I venditori invitavano a comprare, ma non erano particolarmente insistenti, per cui abbiamo continuato ad entrare e uscire dalle botteghe abbastanza indisturbati, tutti presi ad ammirare la varietà delle merci, aspirarne gli odori, tastare le stoffe, provare copricapi.
A un certo punto la zona del suq elegante è terminata sfociando in una via trasversale percorsa da veicoli. Dalla parte opposta si apriva un quartiere molto diverso da quello in cui avevo cercato invano l’atmosfera moresca.
Il rione che avevo di fronte, si capiva subito, era finalmente autentico, era quello per cui sarebbe valsa veramente la passeggiata. Appariva finalmente il volto più tradizionale e spontaneo di una città araba, dove il turismo non è ancora riuscito a scalfire lo spirito originale degli abitanti.
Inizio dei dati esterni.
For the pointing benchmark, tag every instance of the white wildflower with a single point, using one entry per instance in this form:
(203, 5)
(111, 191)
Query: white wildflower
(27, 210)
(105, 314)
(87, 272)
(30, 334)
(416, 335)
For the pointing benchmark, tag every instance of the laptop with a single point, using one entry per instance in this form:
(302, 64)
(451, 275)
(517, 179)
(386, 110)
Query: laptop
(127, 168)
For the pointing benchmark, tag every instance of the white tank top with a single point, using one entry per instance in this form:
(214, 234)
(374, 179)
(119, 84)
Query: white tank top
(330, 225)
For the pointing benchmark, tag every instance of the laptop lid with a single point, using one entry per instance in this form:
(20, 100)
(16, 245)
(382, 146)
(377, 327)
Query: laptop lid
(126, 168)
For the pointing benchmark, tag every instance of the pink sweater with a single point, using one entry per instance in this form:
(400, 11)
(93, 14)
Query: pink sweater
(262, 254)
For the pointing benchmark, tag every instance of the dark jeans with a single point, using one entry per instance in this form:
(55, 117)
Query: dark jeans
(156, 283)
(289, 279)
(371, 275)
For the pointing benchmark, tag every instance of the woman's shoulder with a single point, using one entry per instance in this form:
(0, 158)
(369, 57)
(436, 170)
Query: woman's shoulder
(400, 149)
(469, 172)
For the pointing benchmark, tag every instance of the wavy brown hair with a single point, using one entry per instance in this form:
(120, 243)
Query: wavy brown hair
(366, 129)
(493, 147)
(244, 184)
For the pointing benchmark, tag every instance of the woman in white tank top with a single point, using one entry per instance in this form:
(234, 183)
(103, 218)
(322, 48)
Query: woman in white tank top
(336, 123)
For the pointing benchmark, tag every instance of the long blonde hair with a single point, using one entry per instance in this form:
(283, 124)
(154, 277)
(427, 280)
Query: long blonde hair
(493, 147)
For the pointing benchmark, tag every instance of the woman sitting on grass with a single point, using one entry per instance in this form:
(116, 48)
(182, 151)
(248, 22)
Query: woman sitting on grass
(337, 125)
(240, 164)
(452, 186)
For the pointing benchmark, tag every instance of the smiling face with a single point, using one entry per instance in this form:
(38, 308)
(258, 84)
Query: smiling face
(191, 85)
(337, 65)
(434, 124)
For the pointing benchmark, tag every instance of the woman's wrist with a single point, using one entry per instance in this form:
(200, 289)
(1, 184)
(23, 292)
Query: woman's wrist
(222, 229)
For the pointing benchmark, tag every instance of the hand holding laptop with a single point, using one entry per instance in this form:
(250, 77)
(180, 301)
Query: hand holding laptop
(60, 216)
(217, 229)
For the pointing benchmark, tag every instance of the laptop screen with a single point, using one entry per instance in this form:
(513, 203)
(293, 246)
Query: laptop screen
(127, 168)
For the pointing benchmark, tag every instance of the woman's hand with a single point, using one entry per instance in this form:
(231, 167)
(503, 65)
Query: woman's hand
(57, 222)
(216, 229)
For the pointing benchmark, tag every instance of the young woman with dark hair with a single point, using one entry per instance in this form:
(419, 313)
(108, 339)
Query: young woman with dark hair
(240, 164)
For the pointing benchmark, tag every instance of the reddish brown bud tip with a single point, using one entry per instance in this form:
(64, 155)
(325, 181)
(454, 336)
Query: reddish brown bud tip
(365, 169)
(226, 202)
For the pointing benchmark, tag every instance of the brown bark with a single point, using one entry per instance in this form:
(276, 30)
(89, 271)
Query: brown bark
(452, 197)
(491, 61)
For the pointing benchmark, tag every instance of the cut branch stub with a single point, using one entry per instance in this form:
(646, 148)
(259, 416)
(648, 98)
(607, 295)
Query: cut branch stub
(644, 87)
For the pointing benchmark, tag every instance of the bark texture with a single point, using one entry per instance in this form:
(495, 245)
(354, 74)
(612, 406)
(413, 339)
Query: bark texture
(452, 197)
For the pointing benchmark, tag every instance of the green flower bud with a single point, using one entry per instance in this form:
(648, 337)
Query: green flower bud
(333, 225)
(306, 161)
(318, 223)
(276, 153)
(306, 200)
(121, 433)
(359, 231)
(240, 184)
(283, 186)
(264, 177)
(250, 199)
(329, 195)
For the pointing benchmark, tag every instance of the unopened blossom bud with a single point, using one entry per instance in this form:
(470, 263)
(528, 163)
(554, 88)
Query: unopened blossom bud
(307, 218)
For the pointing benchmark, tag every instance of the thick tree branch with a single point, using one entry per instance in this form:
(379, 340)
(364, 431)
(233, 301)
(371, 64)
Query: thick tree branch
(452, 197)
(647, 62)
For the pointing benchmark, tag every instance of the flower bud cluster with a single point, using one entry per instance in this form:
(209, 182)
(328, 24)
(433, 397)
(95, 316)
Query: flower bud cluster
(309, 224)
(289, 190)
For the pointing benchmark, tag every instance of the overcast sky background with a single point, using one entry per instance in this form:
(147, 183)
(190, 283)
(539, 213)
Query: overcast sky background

Innanzitutto la differenza con la pulizia e l’ordine del suq precedente era palese. Qui la via principale era sterrata e quindi polverosa. Le botteghe di generi alimentari avrebbero fatto drizzare i capelli agli igienisti. La gente del posto circolava intenta alle compere: le signore facevano la spesa, girando con le sporte, si soffermavano ad ammirare i modelli esposti nei negozi di abbigliamento, chiacchierando e commentando fra loro. Bighelloni circolavano beati alla ricerca di curiosità.
I commercianti in attesa dei clienti sedevano comodi sulle soglie delle botteghe contemplando con aria filosofica il via vai della folla, o conversando animatamente con passanti, amici e vicini. Mi è venuta in mente una riflessione, banale quanto profonda, che mi aveva colpito in un libro di Kapuscinski, scrittore polacco e grande maestro di reportage, che diceva pressappoco così: la maggior parte della gente nel mondo passa il suo tempo seduto sulla soglia di una bottega guardando i passanti, così, senza far niente.